At the University of Nottingham, staff are offered a course patronisingly titled "Looking after yourself". Participants are told that they will have an opportunity to "recognise the importance of good nutrition and exercise". They will also learn to "identify a range of techniques for reducing the effects of stress and increasing self-esteem". Thankfully, it will also "plan ways of improving their personal image". At Cambridge University, a course "Navigator: A programme for men" is "designed for those who wish to progress to develop themselves", while its "Springboard: A women's development programme" aims "to value what you have got going for you and build on your strengths". Cambridge also runs "Assertiveness in action". The objective of this course is to allow yourself "to find out how you see yourself in relation to others". Or at least to see yourself through the eyes of your trainer. Courses designed to manage our self-image prey on individual insecurities as a means of managing the way we work.

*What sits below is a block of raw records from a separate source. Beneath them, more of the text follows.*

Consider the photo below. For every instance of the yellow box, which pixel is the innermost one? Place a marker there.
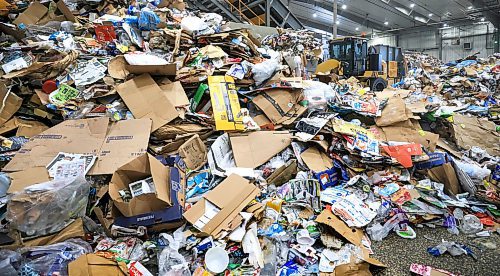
(225, 104)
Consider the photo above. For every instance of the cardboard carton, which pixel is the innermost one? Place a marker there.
(145, 99)
(12, 104)
(194, 153)
(123, 141)
(162, 219)
(32, 14)
(225, 103)
(92, 264)
(253, 149)
(219, 210)
(140, 168)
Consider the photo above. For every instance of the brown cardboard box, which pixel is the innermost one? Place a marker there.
(137, 169)
(253, 149)
(194, 153)
(28, 177)
(153, 70)
(12, 104)
(315, 160)
(92, 264)
(115, 146)
(219, 210)
(145, 99)
(175, 94)
(32, 14)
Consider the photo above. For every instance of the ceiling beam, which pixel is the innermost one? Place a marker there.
(489, 14)
(346, 14)
(323, 27)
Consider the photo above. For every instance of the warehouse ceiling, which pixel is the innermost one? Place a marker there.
(366, 16)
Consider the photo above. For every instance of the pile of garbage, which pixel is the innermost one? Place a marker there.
(146, 138)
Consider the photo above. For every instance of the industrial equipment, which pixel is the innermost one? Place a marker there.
(377, 66)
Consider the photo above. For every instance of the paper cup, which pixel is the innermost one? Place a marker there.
(216, 260)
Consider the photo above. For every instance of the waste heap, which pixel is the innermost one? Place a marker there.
(145, 138)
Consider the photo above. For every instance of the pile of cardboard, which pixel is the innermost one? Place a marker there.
(141, 139)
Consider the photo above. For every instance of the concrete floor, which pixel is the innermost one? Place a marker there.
(398, 254)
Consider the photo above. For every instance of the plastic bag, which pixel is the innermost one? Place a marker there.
(471, 225)
(52, 259)
(48, 207)
(10, 261)
(264, 70)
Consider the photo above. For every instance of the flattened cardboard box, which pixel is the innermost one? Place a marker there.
(124, 141)
(12, 104)
(164, 219)
(137, 169)
(219, 210)
(92, 264)
(145, 99)
(256, 148)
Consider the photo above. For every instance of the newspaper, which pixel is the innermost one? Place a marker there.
(67, 164)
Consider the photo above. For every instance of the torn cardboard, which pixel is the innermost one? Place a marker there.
(281, 106)
(28, 177)
(194, 153)
(175, 94)
(145, 99)
(92, 264)
(219, 210)
(124, 141)
(315, 160)
(394, 112)
(137, 169)
(250, 151)
(12, 104)
(32, 14)
(471, 131)
(353, 235)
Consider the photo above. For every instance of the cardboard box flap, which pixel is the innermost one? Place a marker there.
(353, 235)
(125, 140)
(161, 176)
(23, 179)
(175, 94)
(193, 152)
(12, 103)
(315, 160)
(154, 70)
(256, 148)
(92, 264)
(145, 99)
(219, 209)
(32, 14)
(74, 136)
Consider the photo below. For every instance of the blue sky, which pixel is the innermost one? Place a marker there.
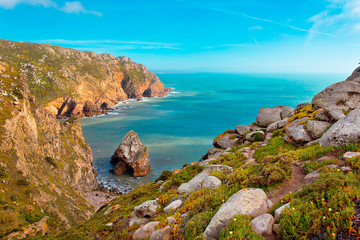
(198, 35)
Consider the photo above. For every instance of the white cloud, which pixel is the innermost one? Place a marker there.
(75, 7)
(339, 15)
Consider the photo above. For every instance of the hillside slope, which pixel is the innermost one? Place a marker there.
(69, 82)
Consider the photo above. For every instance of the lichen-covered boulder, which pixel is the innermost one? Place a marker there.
(263, 224)
(251, 202)
(145, 231)
(131, 156)
(346, 130)
(146, 209)
(268, 116)
(316, 128)
(295, 133)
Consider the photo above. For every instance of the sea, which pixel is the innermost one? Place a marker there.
(179, 128)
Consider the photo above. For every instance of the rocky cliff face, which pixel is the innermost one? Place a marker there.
(45, 165)
(70, 83)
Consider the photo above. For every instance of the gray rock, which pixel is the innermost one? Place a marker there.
(196, 183)
(161, 234)
(140, 221)
(317, 128)
(225, 141)
(263, 224)
(268, 116)
(340, 96)
(346, 130)
(277, 125)
(211, 182)
(174, 205)
(348, 155)
(241, 129)
(250, 202)
(311, 177)
(146, 209)
(296, 133)
(145, 231)
(280, 209)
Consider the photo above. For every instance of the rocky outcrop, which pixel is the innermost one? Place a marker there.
(268, 116)
(64, 79)
(340, 98)
(250, 202)
(346, 130)
(131, 156)
(51, 159)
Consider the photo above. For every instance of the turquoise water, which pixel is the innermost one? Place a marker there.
(179, 128)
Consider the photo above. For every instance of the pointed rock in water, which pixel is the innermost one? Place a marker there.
(131, 156)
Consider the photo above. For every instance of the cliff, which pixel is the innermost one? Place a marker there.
(292, 174)
(45, 166)
(69, 82)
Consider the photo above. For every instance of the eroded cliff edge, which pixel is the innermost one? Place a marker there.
(70, 83)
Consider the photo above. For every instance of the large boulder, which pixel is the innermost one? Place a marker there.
(340, 97)
(131, 156)
(346, 130)
(196, 183)
(295, 132)
(145, 231)
(316, 128)
(268, 116)
(263, 224)
(242, 129)
(251, 202)
(225, 140)
(147, 209)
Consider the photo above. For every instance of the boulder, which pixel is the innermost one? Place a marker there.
(211, 182)
(145, 231)
(311, 177)
(340, 97)
(280, 209)
(146, 209)
(317, 128)
(131, 156)
(295, 133)
(255, 136)
(263, 224)
(250, 202)
(174, 205)
(161, 234)
(225, 140)
(277, 125)
(346, 130)
(268, 116)
(196, 183)
(241, 129)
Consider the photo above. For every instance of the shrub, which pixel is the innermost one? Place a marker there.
(22, 182)
(3, 173)
(197, 224)
(51, 161)
(323, 209)
(275, 146)
(239, 228)
(164, 176)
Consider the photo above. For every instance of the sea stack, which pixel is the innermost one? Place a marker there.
(131, 156)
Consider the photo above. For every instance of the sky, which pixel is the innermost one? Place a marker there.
(262, 36)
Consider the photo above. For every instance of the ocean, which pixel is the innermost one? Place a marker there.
(179, 128)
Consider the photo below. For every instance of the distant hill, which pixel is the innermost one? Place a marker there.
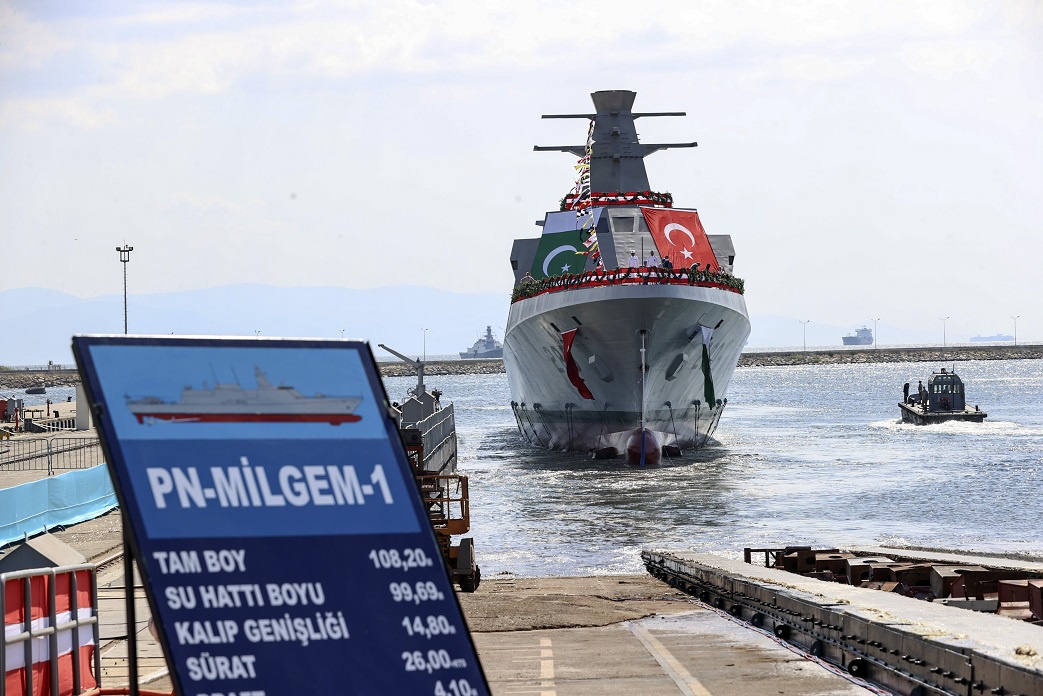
(39, 324)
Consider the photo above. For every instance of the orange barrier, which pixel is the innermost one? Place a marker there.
(123, 691)
(50, 631)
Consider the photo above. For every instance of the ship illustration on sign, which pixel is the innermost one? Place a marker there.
(232, 403)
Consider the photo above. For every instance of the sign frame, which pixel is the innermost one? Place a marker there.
(357, 506)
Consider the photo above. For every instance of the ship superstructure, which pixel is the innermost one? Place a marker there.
(626, 322)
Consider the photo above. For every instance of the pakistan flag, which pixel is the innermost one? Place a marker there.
(561, 247)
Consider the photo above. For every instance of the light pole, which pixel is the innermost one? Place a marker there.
(124, 259)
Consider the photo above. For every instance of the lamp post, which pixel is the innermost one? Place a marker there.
(124, 259)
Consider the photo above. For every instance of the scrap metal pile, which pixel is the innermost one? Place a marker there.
(1016, 594)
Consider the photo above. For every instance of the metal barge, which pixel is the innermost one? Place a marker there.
(901, 644)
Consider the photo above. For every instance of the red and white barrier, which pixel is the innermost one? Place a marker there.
(50, 653)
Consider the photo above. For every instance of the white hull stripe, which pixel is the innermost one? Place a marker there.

Take the Orwellian-sounding course on mind mapping offered by one university. Mind mapping is one of those techniques that usually appeals to people who are avid readers of How to Win Friends and Influence People .

Tony Buzan, its inventor, asserts that it is a "powerful graphic technique that provides a universal key to unlock the potential of the brain". I am always suspicious of anyone claiming to hold a universal key to anything. I certainly do not trust anyone who thinks there is a key that will unlock the potential of my brain.

Huxley would certainly get a kick out of reading a typical university staff-development handbook. Or maybe he ghosted all these suspiciously similar-sounding texts? You will recall the conversation in Brave New World between the Controller and the Savage, where the former states that "we've sacrificed the high art" and have "feelies and the scent organ instead".

The Savage replies: "But they don't mean anything" and adds "they're told by an idiot". Instead of feelies, we have courses designed to "value what you have going for you". Never underestimate the capacity of the university system to treat its staff as if they are idiots.

Frank Furedi is professor in sociology at the University of Kent. His book Therapy Culture: Cultivating Vulnerability in an Anxious Age is published by Routledge.